President Bush said his decision to raise the national terrorist threat level was primarily meant for law enforcement to take additional precautions and increase security at potential targets.

He again urged Americans to go about their lives knowing the government is working at every level to prevent another attack. "Our nation is preparing for a variety of threats we hope never will arrive," he said. "Many of these dangers are unfamiliar and unsettling. Yet the best way to fight these dangers is to anticipate them, and act against them with focus and determination."

In his weekly radio address, the president said the new Department of Homeland Security has issued plans to help local officials secure the country's dams and power plants, electrical goods, computer networks and communications systems.

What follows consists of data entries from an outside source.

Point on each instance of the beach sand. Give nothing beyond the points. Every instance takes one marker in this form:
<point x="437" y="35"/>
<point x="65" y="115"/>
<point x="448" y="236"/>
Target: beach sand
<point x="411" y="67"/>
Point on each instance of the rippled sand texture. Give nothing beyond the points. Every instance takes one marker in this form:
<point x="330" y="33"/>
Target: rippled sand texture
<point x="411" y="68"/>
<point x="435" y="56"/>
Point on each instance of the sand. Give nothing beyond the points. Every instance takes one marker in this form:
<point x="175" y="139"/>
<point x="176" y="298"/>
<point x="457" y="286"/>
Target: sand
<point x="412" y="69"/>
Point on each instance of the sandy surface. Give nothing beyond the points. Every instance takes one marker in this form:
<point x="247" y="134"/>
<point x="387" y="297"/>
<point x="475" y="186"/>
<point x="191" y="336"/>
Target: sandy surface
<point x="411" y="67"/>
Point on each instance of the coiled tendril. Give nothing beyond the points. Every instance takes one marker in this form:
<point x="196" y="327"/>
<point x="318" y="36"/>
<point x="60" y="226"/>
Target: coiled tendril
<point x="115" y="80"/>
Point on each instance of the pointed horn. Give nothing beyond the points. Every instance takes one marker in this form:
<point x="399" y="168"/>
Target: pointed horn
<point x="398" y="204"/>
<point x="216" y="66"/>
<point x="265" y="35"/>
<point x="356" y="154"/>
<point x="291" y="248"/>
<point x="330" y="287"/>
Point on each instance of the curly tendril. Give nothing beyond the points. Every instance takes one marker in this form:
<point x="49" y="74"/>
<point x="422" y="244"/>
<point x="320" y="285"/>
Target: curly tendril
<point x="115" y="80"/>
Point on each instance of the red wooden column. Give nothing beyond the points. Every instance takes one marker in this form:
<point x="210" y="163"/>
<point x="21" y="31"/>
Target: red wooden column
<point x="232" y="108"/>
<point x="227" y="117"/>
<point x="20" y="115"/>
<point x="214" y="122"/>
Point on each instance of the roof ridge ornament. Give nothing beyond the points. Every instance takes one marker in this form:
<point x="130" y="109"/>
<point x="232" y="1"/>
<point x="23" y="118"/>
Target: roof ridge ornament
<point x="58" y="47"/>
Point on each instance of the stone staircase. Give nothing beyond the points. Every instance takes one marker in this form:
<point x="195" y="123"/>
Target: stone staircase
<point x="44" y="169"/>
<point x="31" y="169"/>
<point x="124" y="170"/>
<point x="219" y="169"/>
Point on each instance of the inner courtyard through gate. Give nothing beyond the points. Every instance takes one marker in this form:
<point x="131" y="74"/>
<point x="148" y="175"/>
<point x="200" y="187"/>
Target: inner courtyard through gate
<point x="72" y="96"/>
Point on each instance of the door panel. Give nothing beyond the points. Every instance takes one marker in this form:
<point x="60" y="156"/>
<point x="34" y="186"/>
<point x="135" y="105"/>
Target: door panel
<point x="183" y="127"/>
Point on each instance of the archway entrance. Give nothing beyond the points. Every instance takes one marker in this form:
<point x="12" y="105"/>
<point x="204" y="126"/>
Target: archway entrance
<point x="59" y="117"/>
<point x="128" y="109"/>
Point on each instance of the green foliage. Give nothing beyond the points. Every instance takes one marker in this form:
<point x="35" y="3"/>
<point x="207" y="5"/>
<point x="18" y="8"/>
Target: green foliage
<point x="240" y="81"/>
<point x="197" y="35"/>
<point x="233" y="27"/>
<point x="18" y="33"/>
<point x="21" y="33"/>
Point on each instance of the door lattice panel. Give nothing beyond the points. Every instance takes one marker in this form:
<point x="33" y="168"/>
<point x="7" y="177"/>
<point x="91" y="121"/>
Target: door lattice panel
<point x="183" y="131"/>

Mr. Bush says he is deploying the nation's first early warning network of sensors to detect a biological attack. He is also asking Congress to spend almost $6 billion to quickly make available effective vaccines and treatments against small pox, anthrax, botulinum toxin, Ebola and plague. "These recent threats are a stark reminder that our country remains engaged in a war on terror," the president said. "Our enemies are still determined to attack America, and there is no such thing as perfect security against a hidden network of killers."

Since the September 2001 attacks in New York and Washington, Mr. Bush said there are now more than 50,000 newly trained federal screeners who are tightening security at airports.

He says federal officials are expanding their terrorist identification system so 18,000 state and local law enforcement agencies will be able to determine whether people they have arrested or pulled over might have terrorist links.

Throughout the country, Mr. Bush says joint terrorism task forces of federal, state and local officials are working together to coordinate their response to another attack.

In Washington, the president says government agencies are better coordinating their analysis of intelligence information of potential threats. "The FBI, CIA, Department of Homeland Security, and Department of Defense are working together as never before to assemble and analyze the threat information so we can act before our enemies can strike us," he said. "We are gathering the best information possible, and using it to make sure the right people are in the right places to protect our citizens."

Congressional Democrats say the president's budget for homeland security does not adequately funded local fire and rescue crews who would likely be first on the scene of another attack.